Las reinas, escoltadas por chambelanes de dudosa gallardía, daban premios a los lidiadores, si la corrida era de aficionados. Íbase el sol, y en el cielo irrumpía una estrella ansiosa, contra la cual se dispararían luego los madrigales de Pepe Gil, poeta sin esterilizar. Arrastraban las mulas el cadáver del último toro y volvía la concurrencia “a la diaria faena del dolor y de la vida”, como dice don José de Jesús Núñez y Domínguez.

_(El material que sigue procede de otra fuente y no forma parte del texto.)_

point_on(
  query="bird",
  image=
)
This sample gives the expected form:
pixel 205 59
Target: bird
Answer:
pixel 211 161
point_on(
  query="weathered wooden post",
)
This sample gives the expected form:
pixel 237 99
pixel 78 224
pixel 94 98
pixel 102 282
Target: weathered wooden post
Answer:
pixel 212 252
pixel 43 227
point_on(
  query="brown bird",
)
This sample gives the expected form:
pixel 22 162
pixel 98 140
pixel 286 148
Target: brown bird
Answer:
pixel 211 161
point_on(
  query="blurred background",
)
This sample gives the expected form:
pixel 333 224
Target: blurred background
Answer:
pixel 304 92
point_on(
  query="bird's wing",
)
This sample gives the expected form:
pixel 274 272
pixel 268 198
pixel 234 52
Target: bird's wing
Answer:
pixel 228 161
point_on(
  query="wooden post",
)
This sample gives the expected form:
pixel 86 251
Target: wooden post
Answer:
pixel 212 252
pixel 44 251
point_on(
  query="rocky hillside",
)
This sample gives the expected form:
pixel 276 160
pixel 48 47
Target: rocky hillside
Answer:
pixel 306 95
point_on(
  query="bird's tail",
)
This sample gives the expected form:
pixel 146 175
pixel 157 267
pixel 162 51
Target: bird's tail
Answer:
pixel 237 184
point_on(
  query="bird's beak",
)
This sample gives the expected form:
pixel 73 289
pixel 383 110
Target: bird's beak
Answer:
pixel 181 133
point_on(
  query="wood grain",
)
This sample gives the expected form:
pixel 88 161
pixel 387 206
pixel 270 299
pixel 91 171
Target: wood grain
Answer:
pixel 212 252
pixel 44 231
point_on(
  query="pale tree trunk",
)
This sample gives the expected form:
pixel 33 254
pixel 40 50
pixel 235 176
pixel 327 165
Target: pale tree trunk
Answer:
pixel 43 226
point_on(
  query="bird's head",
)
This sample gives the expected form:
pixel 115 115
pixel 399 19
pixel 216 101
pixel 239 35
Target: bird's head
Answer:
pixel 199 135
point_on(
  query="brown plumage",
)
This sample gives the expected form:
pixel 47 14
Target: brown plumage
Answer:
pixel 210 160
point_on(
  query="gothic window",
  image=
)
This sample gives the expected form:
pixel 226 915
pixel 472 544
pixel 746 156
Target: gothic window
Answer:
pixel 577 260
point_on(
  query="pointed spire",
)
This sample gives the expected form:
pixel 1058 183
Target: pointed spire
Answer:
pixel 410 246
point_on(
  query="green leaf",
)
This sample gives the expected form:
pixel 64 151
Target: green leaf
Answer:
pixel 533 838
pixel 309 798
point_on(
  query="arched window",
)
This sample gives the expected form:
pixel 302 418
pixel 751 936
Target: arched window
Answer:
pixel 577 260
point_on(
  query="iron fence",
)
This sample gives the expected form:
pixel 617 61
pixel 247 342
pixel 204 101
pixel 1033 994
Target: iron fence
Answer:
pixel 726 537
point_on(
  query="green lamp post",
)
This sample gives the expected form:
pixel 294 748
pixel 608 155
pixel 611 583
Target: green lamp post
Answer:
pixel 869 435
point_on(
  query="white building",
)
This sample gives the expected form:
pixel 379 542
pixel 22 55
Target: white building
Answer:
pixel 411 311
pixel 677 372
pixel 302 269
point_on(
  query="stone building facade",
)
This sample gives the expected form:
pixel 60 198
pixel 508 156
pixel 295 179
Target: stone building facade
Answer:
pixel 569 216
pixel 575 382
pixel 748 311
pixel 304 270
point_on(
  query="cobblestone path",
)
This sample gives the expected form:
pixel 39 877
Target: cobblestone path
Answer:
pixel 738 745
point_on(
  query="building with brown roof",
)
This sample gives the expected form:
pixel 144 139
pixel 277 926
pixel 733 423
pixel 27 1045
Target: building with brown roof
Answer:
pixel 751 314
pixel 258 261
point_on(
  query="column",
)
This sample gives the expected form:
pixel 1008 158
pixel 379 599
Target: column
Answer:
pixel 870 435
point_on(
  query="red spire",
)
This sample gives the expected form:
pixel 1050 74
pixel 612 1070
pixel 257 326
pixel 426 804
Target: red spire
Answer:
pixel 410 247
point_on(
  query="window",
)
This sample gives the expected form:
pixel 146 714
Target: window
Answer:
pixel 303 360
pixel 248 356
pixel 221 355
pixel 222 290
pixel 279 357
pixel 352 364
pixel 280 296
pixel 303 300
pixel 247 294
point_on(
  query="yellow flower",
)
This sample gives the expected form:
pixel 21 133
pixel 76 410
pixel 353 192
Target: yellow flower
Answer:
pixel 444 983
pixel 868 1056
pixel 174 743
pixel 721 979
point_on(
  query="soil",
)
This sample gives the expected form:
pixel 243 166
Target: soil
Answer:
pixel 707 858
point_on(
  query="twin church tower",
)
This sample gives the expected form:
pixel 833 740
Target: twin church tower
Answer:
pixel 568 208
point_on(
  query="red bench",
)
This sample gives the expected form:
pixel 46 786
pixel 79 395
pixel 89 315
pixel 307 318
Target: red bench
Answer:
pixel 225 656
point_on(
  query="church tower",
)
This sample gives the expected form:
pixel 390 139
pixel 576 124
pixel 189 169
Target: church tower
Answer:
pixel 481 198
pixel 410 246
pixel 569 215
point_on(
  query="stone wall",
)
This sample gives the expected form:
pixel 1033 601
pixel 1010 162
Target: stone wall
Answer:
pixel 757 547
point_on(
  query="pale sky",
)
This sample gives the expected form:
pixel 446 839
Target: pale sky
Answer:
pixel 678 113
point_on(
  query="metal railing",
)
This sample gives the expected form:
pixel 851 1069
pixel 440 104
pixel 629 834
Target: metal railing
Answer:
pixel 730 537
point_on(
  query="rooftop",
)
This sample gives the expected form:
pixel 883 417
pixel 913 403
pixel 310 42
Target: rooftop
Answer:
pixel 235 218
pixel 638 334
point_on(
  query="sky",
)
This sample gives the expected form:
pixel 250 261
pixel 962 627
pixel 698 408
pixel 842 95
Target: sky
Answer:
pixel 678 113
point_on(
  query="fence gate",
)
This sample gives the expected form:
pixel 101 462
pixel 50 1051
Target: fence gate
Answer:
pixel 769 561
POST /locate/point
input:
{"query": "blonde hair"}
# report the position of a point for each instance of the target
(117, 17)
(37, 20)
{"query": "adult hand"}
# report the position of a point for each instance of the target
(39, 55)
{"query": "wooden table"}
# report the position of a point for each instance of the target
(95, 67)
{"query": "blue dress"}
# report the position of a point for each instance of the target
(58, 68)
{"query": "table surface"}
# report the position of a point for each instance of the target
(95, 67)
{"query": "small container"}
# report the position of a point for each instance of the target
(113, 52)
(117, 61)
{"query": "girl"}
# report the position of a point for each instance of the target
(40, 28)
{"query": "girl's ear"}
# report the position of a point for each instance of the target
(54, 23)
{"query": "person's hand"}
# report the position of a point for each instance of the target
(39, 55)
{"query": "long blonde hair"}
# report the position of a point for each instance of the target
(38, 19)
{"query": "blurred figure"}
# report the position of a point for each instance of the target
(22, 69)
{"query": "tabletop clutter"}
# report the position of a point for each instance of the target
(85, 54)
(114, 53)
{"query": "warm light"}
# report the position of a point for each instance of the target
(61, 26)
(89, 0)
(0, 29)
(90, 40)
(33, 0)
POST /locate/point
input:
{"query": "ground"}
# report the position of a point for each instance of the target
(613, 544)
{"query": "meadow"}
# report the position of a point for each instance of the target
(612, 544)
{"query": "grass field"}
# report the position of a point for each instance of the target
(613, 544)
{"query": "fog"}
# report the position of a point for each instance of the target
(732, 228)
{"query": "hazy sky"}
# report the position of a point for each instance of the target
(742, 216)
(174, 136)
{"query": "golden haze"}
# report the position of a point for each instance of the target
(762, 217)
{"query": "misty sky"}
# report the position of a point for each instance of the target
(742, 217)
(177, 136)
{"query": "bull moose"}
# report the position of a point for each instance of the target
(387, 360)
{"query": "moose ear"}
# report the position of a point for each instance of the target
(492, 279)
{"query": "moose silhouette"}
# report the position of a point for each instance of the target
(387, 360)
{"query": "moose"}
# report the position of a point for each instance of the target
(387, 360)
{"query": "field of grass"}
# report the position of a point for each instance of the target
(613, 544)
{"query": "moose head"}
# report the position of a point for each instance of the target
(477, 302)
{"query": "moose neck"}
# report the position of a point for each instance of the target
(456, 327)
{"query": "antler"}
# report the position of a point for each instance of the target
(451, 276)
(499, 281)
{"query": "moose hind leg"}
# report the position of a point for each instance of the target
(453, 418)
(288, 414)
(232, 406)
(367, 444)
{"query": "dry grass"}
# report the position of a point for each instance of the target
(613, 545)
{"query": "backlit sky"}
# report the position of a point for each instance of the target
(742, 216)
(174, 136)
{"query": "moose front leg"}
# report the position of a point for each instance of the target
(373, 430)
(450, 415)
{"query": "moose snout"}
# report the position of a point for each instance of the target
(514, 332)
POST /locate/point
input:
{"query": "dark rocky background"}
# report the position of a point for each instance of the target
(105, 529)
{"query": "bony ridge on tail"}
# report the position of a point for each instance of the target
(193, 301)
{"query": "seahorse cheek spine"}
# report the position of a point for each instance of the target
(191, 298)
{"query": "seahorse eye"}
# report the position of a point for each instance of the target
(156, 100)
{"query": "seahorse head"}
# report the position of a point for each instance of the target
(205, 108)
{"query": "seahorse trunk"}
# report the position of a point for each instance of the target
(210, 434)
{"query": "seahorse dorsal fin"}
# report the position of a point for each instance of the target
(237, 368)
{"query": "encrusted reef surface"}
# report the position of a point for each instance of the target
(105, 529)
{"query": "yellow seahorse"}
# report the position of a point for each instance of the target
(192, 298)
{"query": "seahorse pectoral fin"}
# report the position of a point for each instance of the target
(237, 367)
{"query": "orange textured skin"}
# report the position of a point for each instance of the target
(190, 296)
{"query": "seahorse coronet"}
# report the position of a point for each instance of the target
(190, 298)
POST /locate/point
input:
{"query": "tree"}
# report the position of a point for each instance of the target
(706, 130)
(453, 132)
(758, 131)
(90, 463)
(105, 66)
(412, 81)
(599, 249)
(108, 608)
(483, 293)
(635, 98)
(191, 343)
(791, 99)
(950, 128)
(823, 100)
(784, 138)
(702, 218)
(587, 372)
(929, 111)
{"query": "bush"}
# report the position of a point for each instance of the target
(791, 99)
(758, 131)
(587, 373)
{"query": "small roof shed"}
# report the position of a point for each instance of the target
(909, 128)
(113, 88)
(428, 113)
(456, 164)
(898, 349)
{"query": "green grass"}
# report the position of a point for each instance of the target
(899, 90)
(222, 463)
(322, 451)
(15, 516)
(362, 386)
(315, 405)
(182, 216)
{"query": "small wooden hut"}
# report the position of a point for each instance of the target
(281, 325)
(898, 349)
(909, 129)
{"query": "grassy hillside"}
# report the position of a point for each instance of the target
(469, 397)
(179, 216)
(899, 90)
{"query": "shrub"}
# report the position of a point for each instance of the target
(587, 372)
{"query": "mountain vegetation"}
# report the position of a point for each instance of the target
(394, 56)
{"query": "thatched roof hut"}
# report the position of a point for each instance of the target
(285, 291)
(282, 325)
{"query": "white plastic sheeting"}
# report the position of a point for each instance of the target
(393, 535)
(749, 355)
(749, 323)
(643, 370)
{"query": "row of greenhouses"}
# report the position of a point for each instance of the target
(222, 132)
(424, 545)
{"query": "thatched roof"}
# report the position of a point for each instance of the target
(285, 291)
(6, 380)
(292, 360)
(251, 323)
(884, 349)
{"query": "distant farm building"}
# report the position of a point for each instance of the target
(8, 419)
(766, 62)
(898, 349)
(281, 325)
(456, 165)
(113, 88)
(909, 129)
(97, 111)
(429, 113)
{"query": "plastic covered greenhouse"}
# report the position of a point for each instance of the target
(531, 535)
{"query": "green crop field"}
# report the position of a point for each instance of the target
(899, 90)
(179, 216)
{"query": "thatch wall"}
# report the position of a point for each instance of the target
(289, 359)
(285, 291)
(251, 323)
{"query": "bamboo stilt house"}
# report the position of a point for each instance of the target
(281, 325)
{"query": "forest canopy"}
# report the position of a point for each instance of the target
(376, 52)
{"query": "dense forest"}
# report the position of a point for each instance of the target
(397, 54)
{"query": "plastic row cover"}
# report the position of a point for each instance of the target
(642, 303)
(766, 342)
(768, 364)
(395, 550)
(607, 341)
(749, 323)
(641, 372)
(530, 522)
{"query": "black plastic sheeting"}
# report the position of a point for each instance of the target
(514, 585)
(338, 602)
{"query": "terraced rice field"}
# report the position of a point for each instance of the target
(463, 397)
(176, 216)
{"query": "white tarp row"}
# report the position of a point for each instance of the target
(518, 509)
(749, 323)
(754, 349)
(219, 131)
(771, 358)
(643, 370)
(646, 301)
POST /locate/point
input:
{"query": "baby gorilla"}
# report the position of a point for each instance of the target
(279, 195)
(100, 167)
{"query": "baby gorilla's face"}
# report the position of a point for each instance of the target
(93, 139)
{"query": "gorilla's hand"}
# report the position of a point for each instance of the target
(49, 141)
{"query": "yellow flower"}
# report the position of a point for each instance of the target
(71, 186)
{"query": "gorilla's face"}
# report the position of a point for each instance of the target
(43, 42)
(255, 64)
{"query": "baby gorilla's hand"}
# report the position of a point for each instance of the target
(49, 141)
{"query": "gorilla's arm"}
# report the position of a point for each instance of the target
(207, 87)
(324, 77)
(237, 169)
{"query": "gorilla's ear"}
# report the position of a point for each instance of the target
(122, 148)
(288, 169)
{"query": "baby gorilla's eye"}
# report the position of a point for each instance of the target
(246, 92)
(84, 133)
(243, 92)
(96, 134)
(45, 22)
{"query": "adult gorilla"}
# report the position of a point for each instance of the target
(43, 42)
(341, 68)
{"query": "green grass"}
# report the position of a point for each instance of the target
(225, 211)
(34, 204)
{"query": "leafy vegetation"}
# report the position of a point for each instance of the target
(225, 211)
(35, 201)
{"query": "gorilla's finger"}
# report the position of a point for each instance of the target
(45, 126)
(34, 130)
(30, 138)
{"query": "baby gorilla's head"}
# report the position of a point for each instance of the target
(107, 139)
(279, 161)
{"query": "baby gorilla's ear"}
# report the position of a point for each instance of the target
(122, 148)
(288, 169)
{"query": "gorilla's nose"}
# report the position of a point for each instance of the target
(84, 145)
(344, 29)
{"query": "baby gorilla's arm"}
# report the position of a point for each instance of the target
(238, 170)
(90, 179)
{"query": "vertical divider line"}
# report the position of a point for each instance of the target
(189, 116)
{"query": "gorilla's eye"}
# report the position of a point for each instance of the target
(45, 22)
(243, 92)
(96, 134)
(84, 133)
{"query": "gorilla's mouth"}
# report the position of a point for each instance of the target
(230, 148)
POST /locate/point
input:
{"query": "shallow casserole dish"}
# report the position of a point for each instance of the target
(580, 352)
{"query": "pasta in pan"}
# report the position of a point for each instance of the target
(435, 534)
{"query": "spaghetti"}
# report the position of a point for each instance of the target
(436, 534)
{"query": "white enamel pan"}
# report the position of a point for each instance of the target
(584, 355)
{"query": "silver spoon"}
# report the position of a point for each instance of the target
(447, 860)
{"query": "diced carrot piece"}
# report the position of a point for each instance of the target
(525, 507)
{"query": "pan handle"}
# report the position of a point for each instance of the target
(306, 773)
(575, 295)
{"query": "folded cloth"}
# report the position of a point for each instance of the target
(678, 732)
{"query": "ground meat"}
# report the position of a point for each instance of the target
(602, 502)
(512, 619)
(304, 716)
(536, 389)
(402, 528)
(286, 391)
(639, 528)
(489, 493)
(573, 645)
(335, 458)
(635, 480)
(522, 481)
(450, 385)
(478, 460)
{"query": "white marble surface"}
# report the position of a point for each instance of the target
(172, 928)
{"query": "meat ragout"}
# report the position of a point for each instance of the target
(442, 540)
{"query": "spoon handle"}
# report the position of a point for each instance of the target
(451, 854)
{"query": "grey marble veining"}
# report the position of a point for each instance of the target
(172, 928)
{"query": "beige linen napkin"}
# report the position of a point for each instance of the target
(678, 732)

Si López Velarde se deslumbró ante los preludios de “tapizar” los tendidos de aquella, la plaza, su plaza de Jerez, privilegiada con la presencia de algún torero de fama, pero también con los actos heroicos de Manuel Berriozábal, charro y picador que solía realizar la suerte de varas como algún día la ejecutaron Agustín Oropeza, Celso González o el intrépido Natividad Contreras “El Charrito del siglo”, no pudo tampoco dejarse de admirar por la típica reacción del elogio y celebración para cualquier suerte bien ejecutada, que terminaban con sendas “dianas” que constantemente ejecutaba la banda en la plaza, cosa muy parecida al fenómeno de exaltación del que fue motivo el pianista Luis Alfonso Marrón que concluyó su actuación como cualquier gran diestro: llevado en andas por los “capitalistas” o “costaleros” entusiastas, que lo pasearon por las principales calles de la ciudad capital.
El recuento anecdótico de que está cargada su evocación nos recuerda a un poeta “sin esterilizar” como Pepe Gil, autor de madrigales de exquisita manufactura, pero también la forma en que el pueblo, al presenciar el arrastre del último toro de aquella tarde, no tenía más remedio que regresar a “la diaria faena del dolor y de la vida”, con lo que concluía la tarde torera, empezando, quizás, la larga espera para preparar una vez más tapices multicolores, mejor afinación a los instrumentos de viento y cruzar apuestas para saber si Manuel Berriozábal saldría al ruedo, una vez más, chispado por el alcohol.
He ahí, dentro del gran universo velardiano, un intenso capítulo de evocación taurina que se quedó impregnada en su memoria, y ahora en la nuestra, la de los navegantes seculares y milenarios que somos del XX al XXI y del segundo al tercer milenio, respectivamente.